Helvetian nodded. "That's right. It's got to be consistent and realistic or you lose the reader."

"What if it's a fantasy?" Alex asked.

"Especially in a fantasy," Helvetian replied.

"Yeah-da." Gordon's head bobbed vigorously. "A dragon you may believe in, or a time traveller, but a time-travelling dragon asks too much of the reader. H.G. Wells never used more than one-"

"Gordon? Save it," Barbara said. "It's time for your speech."

Gordon's mouth opened and closed, and he half-turned to run.

"Alex, isn't it? You're next. Or if Gordon freezes up, you're first. Work it out between you. Thurlow, you're not going to miss the GoH speeches, are you?"

"I didn't used to go to the program items…"

The Angels looked at each other. Neither had anything planned. Neither wanted to go first.

"Together," Gordon said.

"Mir was old. A tested, fully manned space station, more than the United States ever had, but old," Gordon said. "We had a Buryat shuttle up when everything stopped, but that was useless, not much more than a missile without guidance. We made it part of the habitat and rifled it for parts. There was not much on the moon, but we could work with what there was because of all that lovely working mass free for the taking--"
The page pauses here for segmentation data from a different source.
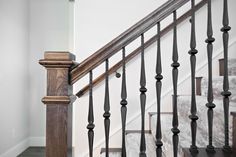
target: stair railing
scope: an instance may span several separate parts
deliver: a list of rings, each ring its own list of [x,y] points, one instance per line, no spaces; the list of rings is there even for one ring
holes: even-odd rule
[[[85,59],[80,64],[74,62],[75,56],[69,52],[46,52],[43,60],[39,63],[47,69],[47,96],[42,99],[46,104],[46,157],[66,157],[72,156],[72,103],[73,87],[72,85],[80,80],[85,75],[89,74],[89,85],[86,90],[89,90],[89,109],[88,109],[88,140],[89,140],[89,156],[93,156],[93,141],[94,141],[94,113],[93,113],[93,87],[95,82],[100,82],[105,78],[105,97],[104,97],[104,129],[105,129],[105,156],[109,156],[109,132],[110,132],[110,100],[109,100],[109,74],[114,72],[114,69],[122,66],[122,87],[121,87],[121,119],[122,119],[122,157],[126,157],[125,146],[125,126],[127,113],[127,91],[126,91],[126,63],[135,55],[141,52],[141,75],[140,75],[140,108],[141,108],[141,139],[140,139],[140,157],[146,157],[146,142],[145,142],[145,105],[146,105],[146,75],[145,75],[145,48],[157,41],[157,60],[156,60],[156,94],[157,94],[157,128],[156,128],[156,156],[162,156],[162,135],[161,135],[161,86],[163,79],[161,68],[161,36],[173,30],[173,55],[172,55],[172,79],[173,79],[173,156],[178,156],[178,106],[177,106],[177,84],[178,84],[178,46],[177,46],[177,24],[191,15],[191,38],[190,38],[190,64],[191,64],[191,133],[192,145],[190,152],[194,155],[198,153],[196,145],[197,134],[197,105],[195,97],[195,66],[196,66],[196,34],[195,34],[195,12],[205,3],[208,3],[208,61],[209,61],[209,93],[208,93],[208,118],[209,118],[209,145],[208,150],[213,150],[212,145],[212,121],[213,121],[213,106],[212,106],[212,89],[211,89],[211,53],[212,53],[212,28],[211,28],[211,0],[202,0],[198,5],[195,5],[195,0],[191,0],[191,10],[185,15],[177,19],[177,10],[186,4],[189,0],[169,0],[161,7],[153,11],[151,14],[143,18],[141,21],[130,27],[120,36],[112,40],[110,43],[99,49],[90,57]],[[161,31],[161,22],[167,16],[173,14],[173,23]],[[230,151],[229,133],[228,133],[228,117],[229,117],[229,99],[230,92],[228,91],[228,73],[227,73],[227,56],[228,56],[228,8],[227,0],[224,0],[224,16],[223,16],[223,42],[224,42],[224,113],[225,113],[225,146],[224,150]],[[150,28],[157,26],[157,35],[144,42],[145,32]],[[131,56],[125,56],[125,48],[132,41],[139,38],[141,45],[134,51]],[[122,61],[115,67],[109,70],[109,58],[122,50]],[[100,76],[99,80],[93,80],[93,70],[100,64],[105,63],[105,73]],[[94,82],[95,81],[95,82]],[[82,93],[84,93],[83,90]],[[81,93],[81,92],[80,92]],[[80,95],[81,94],[77,94]]]

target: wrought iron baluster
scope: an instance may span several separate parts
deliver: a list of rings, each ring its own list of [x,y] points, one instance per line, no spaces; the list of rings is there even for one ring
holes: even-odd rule
[[[145,141],[145,106],[146,106],[146,76],[144,62],[144,35],[141,35],[141,75],[140,75],[140,105],[141,105],[141,141],[140,141],[140,157],[146,157],[146,141]]]
[[[93,114],[93,72],[89,72],[89,111],[88,111],[88,142],[89,157],[93,157],[93,140],[94,140],[94,114]]]
[[[157,23],[157,61],[156,61],[156,96],[157,96],[157,126],[156,126],[156,156],[162,156],[162,133],[161,133],[161,87],[163,79],[161,66],[161,24]]]
[[[104,100],[104,127],[105,127],[105,145],[106,145],[106,157],[109,157],[109,133],[110,133],[110,98],[109,98],[109,61],[106,59],[106,79],[105,79],[105,100]]]
[[[191,134],[192,134],[192,145],[190,146],[191,153],[198,153],[198,148],[196,146],[196,134],[197,134],[197,105],[196,105],[196,96],[195,96],[195,68],[196,68],[196,35],[195,35],[195,0],[191,0],[192,16],[191,16],[191,41],[190,41],[190,64],[191,64]]]
[[[221,93],[224,103],[224,121],[225,121],[225,145],[223,150],[226,152],[231,152],[232,149],[229,146],[229,96],[231,92],[229,91],[229,78],[228,78],[228,41],[229,33],[231,29],[229,26],[229,17],[228,17],[228,1],[224,0],[223,8],[223,27],[221,31],[223,32],[223,46],[224,46],[224,79],[223,79],[223,92]]]
[[[208,58],[208,93],[206,106],[208,107],[207,117],[208,117],[208,146],[206,148],[207,152],[215,152],[214,146],[212,145],[212,127],[213,127],[213,108],[215,104],[213,103],[213,89],[212,89],[212,51],[213,42],[215,39],[212,30],[212,18],[211,18],[211,0],[207,0],[207,58]]]
[[[177,24],[176,24],[176,10],[173,12],[173,21],[174,21],[174,28],[173,28],[173,55],[172,61],[173,63],[171,66],[172,69],[172,77],[173,77],[173,97],[172,97],[172,104],[173,104],[173,120],[172,126],[173,128],[171,131],[173,132],[173,154],[174,157],[178,156],[178,144],[179,144],[179,132],[178,129],[179,121],[178,121],[178,106],[177,106],[177,83],[178,83],[178,67],[180,66],[178,62],[178,46],[177,46]]]
[[[125,146],[125,126],[127,114],[127,90],[126,90],[126,70],[125,70],[125,47],[122,49],[122,85],[121,85],[121,121],[122,121],[122,152],[121,156],[126,157]]]

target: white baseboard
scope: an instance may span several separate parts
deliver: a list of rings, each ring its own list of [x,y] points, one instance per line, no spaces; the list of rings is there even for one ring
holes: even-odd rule
[[[42,147],[45,146],[46,138],[41,137],[29,137],[29,146],[31,147]]]
[[[28,147],[29,147],[29,140],[27,138],[18,143],[17,145],[13,146],[12,148],[8,149],[5,153],[1,154],[0,157],[16,157]]]
[[[0,157],[16,157],[28,147],[42,146],[45,146],[45,137],[29,137],[13,146],[12,148],[8,149],[3,154],[0,154]]]

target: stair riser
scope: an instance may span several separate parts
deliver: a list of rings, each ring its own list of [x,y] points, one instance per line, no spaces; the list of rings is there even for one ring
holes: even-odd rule
[[[221,99],[221,92],[223,91],[223,77],[213,78],[213,96],[216,99]],[[236,77],[229,77],[229,91],[232,93],[230,96],[230,101],[236,102]],[[207,78],[202,78],[201,81],[201,95],[207,96],[208,93],[208,80]]]
[[[224,75],[224,59],[219,60],[219,75]],[[236,76],[236,59],[228,60],[228,75]]]

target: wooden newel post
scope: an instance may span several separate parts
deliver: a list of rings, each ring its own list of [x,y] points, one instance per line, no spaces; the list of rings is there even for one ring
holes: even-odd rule
[[[69,52],[45,52],[39,63],[47,69],[46,157],[72,156],[72,85],[69,72],[75,56]]]

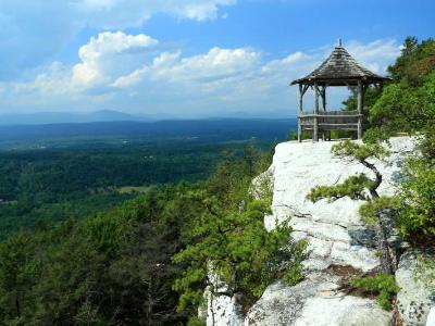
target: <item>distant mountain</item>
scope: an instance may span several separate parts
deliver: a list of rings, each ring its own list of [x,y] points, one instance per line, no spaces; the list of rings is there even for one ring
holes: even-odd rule
[[[0,125],[44,125],[61,123],[92,122],[145,122],[146,117],[136,116],[113,110],[101,110],[90,113],[38,112],[26,114],[0,114]]]

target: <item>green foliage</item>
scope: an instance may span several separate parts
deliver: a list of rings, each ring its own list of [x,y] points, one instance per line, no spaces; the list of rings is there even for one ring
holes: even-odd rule
[[[265,188],[254,199],[250,187],[270,160],[271,152],[250,145],[228,154],[207,181],[150,187],[87,218],[10,235],[0,242],[1,324],[202,325],[188,319],[202,300],[209,258],[224,277],[233,273],[236,289],[260,296],[284,274],[278,262],[291,252],[291,267],[304,250],[285,250],[288,226],[264,229],[270,188],[260,183]],[[198,250],[197,260],[187,259]],[[174,255],[186,259],[174,264]]]
[[[388,150],[381,142],[358,143],[344,140],[334,145],[332,152],[337,158],[350,159],[362,162],[369,158],[383,160],[389,154]]]
[[[289,285],[297,285],[303,279],[302,262],[308,258],[308,242],[304,240],[294,243],[288,253],[283,279]]]
[[[335,156],[352,160],[364,164],[370,168],[375,168],[366,160],[371,158],[384,159],[388,155],[388,150],[380,142],[358,143],[345,140],[334,145],[332,152]],[[368,190],[372,195],[378,187],[377,180],[369,178],[365,174],[350,176],[341,184],[333,186],[316,186],[307,195],[307,199],[312,202],[321,199],[335,201],[339,198],[349,197],[351,199],[370,200]],[[373,196],[372,196],[373,197]]]
[[[240,158],[243,164],[223,162],[208,191],[187,196],[202,213],[194,220],[189,246],[174,256],[174,262],[185,266],[174,285],[181,293],[178,310],[200,304],[206,286],[215,294],[237,293],[249,306],[274,279],[284,276],[295,284],[302,278],[306,244],[289,244],[287,224],[268,231],[263,218],[270,214],[270,196],[262,191],[261,198],[254,198],[250,190],[252,176],[270,162],[251,164],[252,152],[248,153]],[[261,162],[261,155],[258,159]],[[209,271],[228,286],[225,293],[214,288],[216,279]]]
[[[433,252],[419,253],[417,255],[417,268],[414,280],[423,283],[426,287],[435,290],[435,260]]]
[[[415,37],[407,37],[401,55],[388,72],[396,82],[419,84],[424,75],[435,68],[435,40],[428,38],[419,45]]]
[[[206,326],[206,321],[198,318],[197,316],[192,316],[187,322],[187,326]]]
[[[384,133],[430,130],[435,105],[435,40],[406,39],[401,55],[388,67],[395,83],[370,110],[372,126]]]
[[[391,310],[391,299],[400,290],[394,276],[383,273],[375,276],[352,278],[350,285],[376,294],[377,303],[385,310]]]
[[[296,131],[296,130],[288,131],[287,139],[288,140],[298,140],[298,131]]]
[[[403,203],[399,229],[411,240],[435,239],[435,165],[421,158],[410,159],[403,174],[398,195]]]

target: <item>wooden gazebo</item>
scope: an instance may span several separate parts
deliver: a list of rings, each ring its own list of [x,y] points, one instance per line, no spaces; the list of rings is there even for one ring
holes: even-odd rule
[[[325,137],[330,130],[355,130],[358,139],[362,137],[363,97],[369,85],[381,87],[389,78],[372,73],[359,64],[341,46],[341,40],[330,57],[311,74],[291,82],[299,85],[298,140],[301,141],[303,130],[312,130],[313,141],[319,135]],[[346,86],[356,88],[358,96],[357,111],[327,111],[326,88]],[[314,109],[303,111],[303,95],[311,88],[314,93]],[[322,100],[320,110],[319,97]]]

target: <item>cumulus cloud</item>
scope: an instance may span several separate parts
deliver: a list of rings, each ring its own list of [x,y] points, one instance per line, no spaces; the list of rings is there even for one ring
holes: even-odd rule
[[[399,51],[394,40],[352,41],[346,47],[381,74]],[[110,108],[172,116],[236,111],[289,115],[297,108],[297,89],[289,82],[315,68],[332,48],[327,53],[298,51],[273,60],[250,48],[214,47],[186,57],[182,49],[160,48],[157,39],[144,34],[100,33],[80,47],[78,63],[54,62],[33,80],[0,84],[0,103],[3,108],[20,109],[27,102],[41,110]],[[336,95],[330,95],[334,103]]]
[[[48,63],[85,27],[125,29],[156,14],[179,20],[219,17],[236,0],[1,0],[0,79],[23,77]]]

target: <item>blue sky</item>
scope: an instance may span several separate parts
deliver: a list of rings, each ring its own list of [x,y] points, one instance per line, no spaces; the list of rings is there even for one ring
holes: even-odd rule
[[[430,0],[0,0],[0,114],[290,116],[338,38],[380,74]],[[339,105],[347,90],[330,92]],[[310,101],[308,101],[308,105]]]

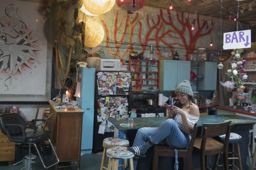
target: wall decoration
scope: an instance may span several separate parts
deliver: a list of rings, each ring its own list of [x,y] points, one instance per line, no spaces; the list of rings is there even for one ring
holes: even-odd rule
[[[159,59],[164,57],[164,47],[172,55],[175,49],[184,49],[183,55],[188,60],[189,55],[198,47],[200,39],[207,36],[210,38],[210,33],[215,27],[213,20],[207,20],[200,15],[195,17],[192,14],[153,8],[147,10],[150,13],[145,11],[144,8],[141,10],[131,15],[115,8],[111,15],[99,16],[105,29],[106,50],[109,55],[125,60],[131,48],[145,53],[150,46],[152,48],[154,44],[153,50]],[[114,20],[110,21],[110,17]],[[193,31],[191,29],[191,23],[195,27]],[[132,43],[125,49],[129,36]]]
[[[47,41],[37,3],[1,0],[0,94],[45,94]]]

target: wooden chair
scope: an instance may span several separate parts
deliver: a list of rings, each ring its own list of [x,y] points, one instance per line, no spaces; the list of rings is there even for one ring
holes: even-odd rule
[[[183,158],[183,169],[192,169],[192,152],[195,139],[197,132],[197,124],[195,124],[193,128],[191,139],[189,145],[185,149],[178,150],[178,157]],[[167,146],[156,145],[154,148],[153,170],[158,168],[158,160],[159,157],[175,157],[175,152],[173,149]]]
[[[209,156],[223,153],[224,169],[228,169],[228,143],[231,121],[219,124],[203,124],[201,138],[196,138],[194,147],[200,152],[201,169],[209,169]],[[223,143],[212,138],[225,134]]]

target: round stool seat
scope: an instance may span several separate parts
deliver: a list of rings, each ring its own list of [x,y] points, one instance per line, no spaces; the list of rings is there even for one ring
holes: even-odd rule
[[[220,139],[222,141],[225,140],[225,138],[226,137],[225,134],[223,134],[219,136]],[[229,136],[229,143],[238,143],[242,141],[242,136],[239,135],[238,134],[231,132]]]
[[[123,138],[110,137],[104,139],[102,146],[106,149],[115,146],[128,146],[129,141]]]
[[[134,154],[129,152],[127,147],[115,146],[107,150],[107,155],[109,158],[127,159],[133,158]]]

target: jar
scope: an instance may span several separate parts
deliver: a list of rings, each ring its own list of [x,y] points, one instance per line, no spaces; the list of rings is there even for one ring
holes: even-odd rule
[[[179,57],[180,56],[179,56],[179,53],[177,52],[177,51],[175,51],[175,53],[174,53],[174,55],[173,55],[173,60],[179,60]]]
[[[133,78],[134,79],[137,79],[137,74],[133,74]]]

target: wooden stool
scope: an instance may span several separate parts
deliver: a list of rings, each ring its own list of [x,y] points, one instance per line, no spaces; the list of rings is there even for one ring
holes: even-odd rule
[[[225,135],[225,134],[221,135],[219,137],[221,141],[224,141]],[[236,134],[236,133],[233,133],[233,132],[230,133],[230,135],[229,136],[229,143],[232,145],[232,151],[228,152],[228,153],[232,153],[232,157],[228,157],[228,160],[232,160],[232,164],[228,164],[228,166],[232,166],[232,169],[234,169],[234,167],[235,167],[235,168],[236,168],[236,169],[243,170],[242,160],[241,159],[240,146],[239,146],[239,143],[241,141],[242,141],[242,136],[241,136],[240,135],[239,135],[238,134]],[[235,152],[236,144],[236,148],[237,150],[237,153]],[[217,157],[217,161],[216,161],[215,169],[214,169],[215,170],[217,169],[217,168],[219,167],[219,166],[222,166],[222,165],[218,165],[220,156],[220,154],[218,154],[218,157]],[[235,159],[238,160],[239,164],[239,168],[235,165]]]
[[[128,151],[127,147],[115,146],[108,148],[107,150],[107,155],[109,157],[108,170],[117,170],[118,169],[119,159],[124,159],[124,162],[126,162],[127,160],[129,159],[130,170],[133,170],[132,158],[134,157],[134,154]]]
[[[256,136],[254,136],[254,142],[256,143]],[[255,167],[255,160],[256,160],[256,146],[254,150],[253,157],[252,159],[252,163],[251,169],[250,169],[251,170],[253,170],[254,168],[256,167]]]
[[[122,138],[110,137],[105,138],[103,140],[102,146],[104,150],[103,150],[102,159],[101,160],[101,164],[100,169],[100,170],[102,170],[103,169],[108,169],[106,167],[104,166],[108,162],[105,162],[106,150],[115,146],[128,146],[129,141]],[[124,164],[124,165],[125,165],[125,164]]]

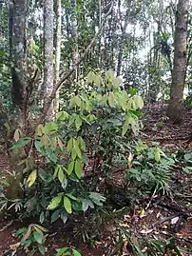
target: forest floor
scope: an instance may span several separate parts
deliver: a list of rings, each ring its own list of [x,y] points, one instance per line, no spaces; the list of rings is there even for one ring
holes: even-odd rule
[[[174,152],[178,148],[192,150],[192,140],[188,140],[192,132],[190,110],[184,111],[183,122],[181,125],[169,123],[163,106],[148,107],[144,109],[144,141],[148,144],[159,142],[169,152]],[[9,169],[5,151],[5,147],[2,145],[0,148],[2,173]],[[109,211],[106,209],[100,215],[88,218],[84,215],[74,216],[65,226],[60,223],[52,226],[46,242],[46,255],[53,256],[57,248],[73,246],[82,252],[83,256],[132,256],[131,245],[137,245],[139,240],[169,241],[170,238],[174,238],[175,241],[170,243],[176,243],[183,251],[181,254],[177,251],[173,252],[175,248],[173,245],[172,249],[167,250],[164,255],[192,255],[192,175],[191,173],[181,175],[180,167],[178,166],[174,170],[175,189],[169,196],[161,198],[151,196],[138,205],[135,204],[131,208],[124,208],[122,211],[113,210],[108,213]],[[117,218],[118,215],[122,216]],[[101,218],[103,222],[99,226],[94,226],[93,223],[98,221],[97,218]],[[14,236],[15,231],[25,225],[16,220],[0,224],[0,256],[26,255],[17,248],[18,240]],[[114,248],[117,245],[118,232],[123,229],[126,230],[128,235],[126,239],[122,240],[123,251],[118,254]],[[89,243],[83,242],[84,236],[90,238]],[[9,251],[15,251],[15,254],[9,254]]]

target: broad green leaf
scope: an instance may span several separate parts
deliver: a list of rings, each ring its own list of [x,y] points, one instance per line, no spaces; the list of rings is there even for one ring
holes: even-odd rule
[[[65,178],[64,171],[63,171],[62,167],[60,167],[59,171],[58,171],[58,179],[59,179],[61,184],[63,184],[64,178]]]
[[[42,223],[44,223],[44,221],[45,221],[45,213],[42,211],[41,212],[41,214],[40,214],[40,217],[39,217],[39,221],[40,221],[40,223],[42,224]]]
[[[73,168],[74,168],[74,164],[75,162],[74,161],[71,161],[70,164],[68,165],[68,168],[67,168],[67,174],[70,175],[73,171]]]
[[[61,150],[64,150],[64,144],[60,138],[57,138],[57,143]]]
[[[41,137],[44,133],[45,133],[44,126],[39,125],[35,129],[35,135]]]
[[[77,152],[76,152],[75,148],[72,148],[72,152],[71,152],[72,160],[75,160],[76,156],[77,156]]]
[[[76,151],[76,155],[78,155],[79,158],[82,158],[82,153],[81,153],[81,150],[79,148],[78,141],[74,142],[74,149]],[[73,160],[74,160],[74,158],[73,158]]]
[[[129,128],[129,121],[128,119],[126,119],[122,129],[122,136],[124,136],[126,133],[128,128]]]
[[[79,158],[77,158],[75,160],[75,174],[79,179],[82,177],[82,167],[83,167],[82,161]]]
[[[82,256],[82,254],[76,249],[72,249],[72,253],[73,253],[73,256]]]
[[[131,96],[134,96],[137,93],[137,89],[130,88],[129,89],[129,93]]]
[[[69,214],[72,213],[71,203],[70,203],[70,200],[67,196],[64,196],[64,207],[67,213]]]
[[[62,195],[56,196],[52,199],[50,204],[48,207],[48,209],[54,209],[56,208],[62,201]]]
[[[133,98],[135,104],[136,104],[136,108],[144,108],[144,100],[141,96],[139,95],[135,95]]]
[[[38,244],[42,245],[42,243],[43,243],[43,237],[42,237],[42,235],[41,235],[39,232],[34,231],[34,232],[33,232],[33,237],[34,237],[34,240],[35,240]]]
[[[75,126],[77,129],[79,129],[82,126],[82,119],[78,115],[75,119]]]
[[[87,74],[87,83],[92,84],[95,79],[95,73],[93,71],[89,71]]]
[[[55,131],[58,129],[58,125],[55,122],[48,122],[45,126],[45,130],[47,132]]]
[[[81,148],[86,151],[86,143],[85,141],[82,139],[82,137],[78,137],[79,139],[79,142],[80,142],[80,146],[81,146]]]
[[[52,138],[51,148],[53,151],[55,151],[57,148],[57,138],[56,137]]]
[[[108,105],[111,108],[114,108],[115,107],[115,96],[114,96],[114,94],[113,94],[112,91],[108,95]]]
[[[161,160],[161,154],[160,154],[160,150],[158,150],[158,148],[154,149],[154,158],[156,162],[160,162]]]
[[[68,250],[68,247],[63,247],[63,248],[61,248],[58,252],[57,252],[57,254],[56,254],[56,256],[63,256],[63,255],[66,255],[66,252]]]
[[[184,154],[184,159],[186,161],[192,160],[192,153],[186,153],[186,154]]]
[[[119,86],[122,82],[123,82],[123,80],[120,77],[115,77],[114,80],[113,80],[113,84],[115,86]]]
[[[56,222],[60,218],[61,209],[54,210],[51,215],[51,223]]]
[[[18,142],[18,140],[20,139],[20,136],[22,136],[21,130],[19,128],[15,129],[15,131],[14,131],[15,142]]]
[[[37,170],[34,169],[28,178],[29,187],[31,187],[37,178]]]
[[[59,168],[60,168],[60,166],[57,166],[57,167],[55,167],[55,170],[54,170],[54,173],[53,173],[53,179],[55,179],[55,178],[57,177]]]
[[[67,193],[66,196],[69,197],[70,199],[74,200],[74,201],[77,201],[77,198],[74,197],[72,194],[70,193]]]
[[[81,107],[81,105],[82,105],[82,100],[81,100],[81,98],[80,98],[78,95],[76,95],[76,96],[74,97],[74,103],[75,103],[76,106]]]
[[[31,141],[31,138],[29,137],[26,137],[26,138],[21,138],[17,141],[17,143],[15,143],[11,148],[15,149],[15,148],[22,148],[26,145],[28,145],[29,142]]]
[[[65,121],[69,117],[68,113],[67,111],[60,111],[57,114],[57,120],[58,121]]]
[[[73,148],[73,138],[69,139],[67,146],[67,150],[69,152],[72,150]]]
[[[38,245],[38,248],[39,248],[39,251],[40,251],[41,255],[46,255],[46,254],[45,254],[45,247],[44,247],[44,245],[39,244],[39,245]]]
[[[48,139],[48,136],[47,134],[44,134],[42,137],[41,137],[41,146],[45,147],[45,148],[48,148],[48,146],[49,145],[49,139]]]

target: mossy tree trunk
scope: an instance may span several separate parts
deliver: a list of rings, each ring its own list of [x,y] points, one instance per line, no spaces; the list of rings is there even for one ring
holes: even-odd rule
[[[180,0],[176,11],[175,52],[170,103],[167,116],[174,123],[182,121],[182,98],[187,64],[187,22],[189,0]]]

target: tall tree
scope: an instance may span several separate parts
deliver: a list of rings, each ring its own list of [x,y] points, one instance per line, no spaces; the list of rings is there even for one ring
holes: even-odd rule
[[[44,85],[43,96],[47,99],[53,90],[53,0],[44,2]],[[48,120],[54,118],[53,104],[49,106]]]
[[[187,63],[187,22],[189,0],[179,0],[176,10],[175,52],[170,103],[167,116],[174,123],[182,121],[182,97]]]
[[[62,44],[62,3],[61,0],[57,0],[57,28],[56,28],[56,52],[55,52],[55,82],[59,82],[59,73],[60,73],[60,62],[61,62],[61,44]],[[56,93],[55,98],[55,111],[59,108],[59,89]]]

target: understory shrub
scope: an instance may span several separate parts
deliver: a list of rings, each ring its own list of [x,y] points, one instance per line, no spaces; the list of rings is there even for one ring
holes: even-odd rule
[[[84,80],[85,81],[85,80]],[[22,218],[39,216],[40,223],[64,223],[73,212],[101,207],[106,198],[96,192],[100,176],[126,159],[130,143],[142,126],[141,96],[130,89],[121,89],[121,79],[112,71],[105,75],[89,72],[88,89],[70,95],[56,120],[39,125],[33,136],[23,137],[15,130],[13,150],[25,148],[25,198],[9,202]],[[92,159],[92,161],[89,161]],[[85,183],[86,166],[97,173],[95,184]]]

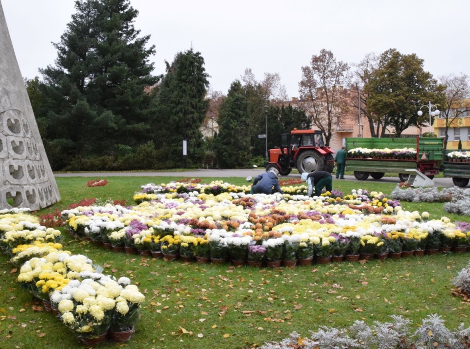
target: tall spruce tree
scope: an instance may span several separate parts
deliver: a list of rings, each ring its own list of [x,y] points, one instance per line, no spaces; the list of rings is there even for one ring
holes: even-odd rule
[[[118,145],[137,147],[153,138],[155,85],[146,48],[133,22],[130,0],[78,0],[76,13],[54,44],[55,65],[40,69],[49,112],[45,142],[53,168],[74,156],[112,154]]]
[[[238,80],[232,83],[219,110],[219,133],[214,138],[217,164],[222,168],[239,168],[251,158],[249,104]]]
[[[171,65],[166,63],[157,114],[160,140],[157,147],[167,166],[181,165],[184,139],[187,140],[187,156],[183,164],[192,166],[202,162],[204,143],[200,129],[209,108],[206,98],[208,77],[204,59],[192,48],[177,53]]]

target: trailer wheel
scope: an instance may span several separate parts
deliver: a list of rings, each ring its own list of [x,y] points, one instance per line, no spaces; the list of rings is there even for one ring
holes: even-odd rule
[[[331,173],[334,168],[334,159],[333,158],[333,155],[331,154],[327,154],[325,155],[323,162],[325,165],[323,171]]]
[[[369,172],[362,172],[362,171],[354,171],[354,176],[356,177],[357,180],[365,180],[369,178]]]
[[[385,175],[384,172],[371,172],[371,176],[374,179],[380,179]]]
[[[301,174],[304,172],[327,171],[324,170],[324,167],[323,157],[315,152],[306,151],[299,155],[299,158],[297,159],[297,168]]]
[[[465,188],[468,185],[469,181],[470,180],[468,178],[460,178],[460,177],[452,177],[452,181],[454,184],[460,188]]]
[[[408,174],[399,174],[398,177],[400,178],[400,181],[406,182],[408,180],[408,178],[410,177],[410,175]]]

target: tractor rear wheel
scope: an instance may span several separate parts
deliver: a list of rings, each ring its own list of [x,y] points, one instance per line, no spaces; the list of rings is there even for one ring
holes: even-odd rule
[[[470,180],[468,178],[460,178],[460,177],[452,177],[452,181],[455,185],[460,188],[465,188]]]
[[[296,164],[299,173],[314,172],[324,170],[325,161],[323,157],[316,152],[307,150],[299,155]]]
[[[374,179],[380,179],[385,175],[383,172],[371,172],[371,176]]]
[[[369,172],[362,171],[354,171],[354,176],[357,180],[365,180],[369,178]]]
[[[290,173],[291,169],[287,169],[287,170],[280,170],[279,174],[281,175],[289,175],[289,174]]]

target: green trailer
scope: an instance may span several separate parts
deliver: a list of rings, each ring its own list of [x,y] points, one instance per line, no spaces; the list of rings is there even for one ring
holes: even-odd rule
[[[445,177],[451,177],[455,185],[465,188],[470,180],[470,162],[462,160],[446,161],[444,164]]]
[[[443,150],[441,138],[346,138],[345,169],[359,180],[395,173],[405,182],[415,170],[432,179],[439,173]]]

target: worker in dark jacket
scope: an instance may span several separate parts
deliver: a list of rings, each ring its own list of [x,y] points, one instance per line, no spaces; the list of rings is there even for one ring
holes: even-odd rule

"And oxygen. There's infinite oxygen in lunar rock."

"So we had Moonbase. We even expanded a little. And in orbit, Mir and two shuttle tanks from which to make Freedom. One shuttle, ruined. And three NASPS."

The room was filled with rows of chairs. Behind them there was still standing room; the balcony doors were opened wide.

These thirty people were more than he could have gathered aboard Freedom, without leaving crucial functions untended. All these solemn eyes…

"Now, each of the NASPS is different," Alex said, "and neither of them could carry cargo, because each was an, experimental hypersonic ramjet airplane. Piranha couldn't even reach orbit without an auxiliary tank at takeoff!"

"And of course these were no longer available."

"You get a bubble for two and the rest is fuel tank and motors. So landing it and coming back to orbit--"

Gordon was really enjoying himself. Nobody in Mir or Freedom had ever looked at him like this. He said, "You would do only for the joy of it, and it would cost in hydrogen and wear. But we found we could convert all three to dive into the atmosphere and return without too much loss of delta-vee. Without that, we would not have nitrogen."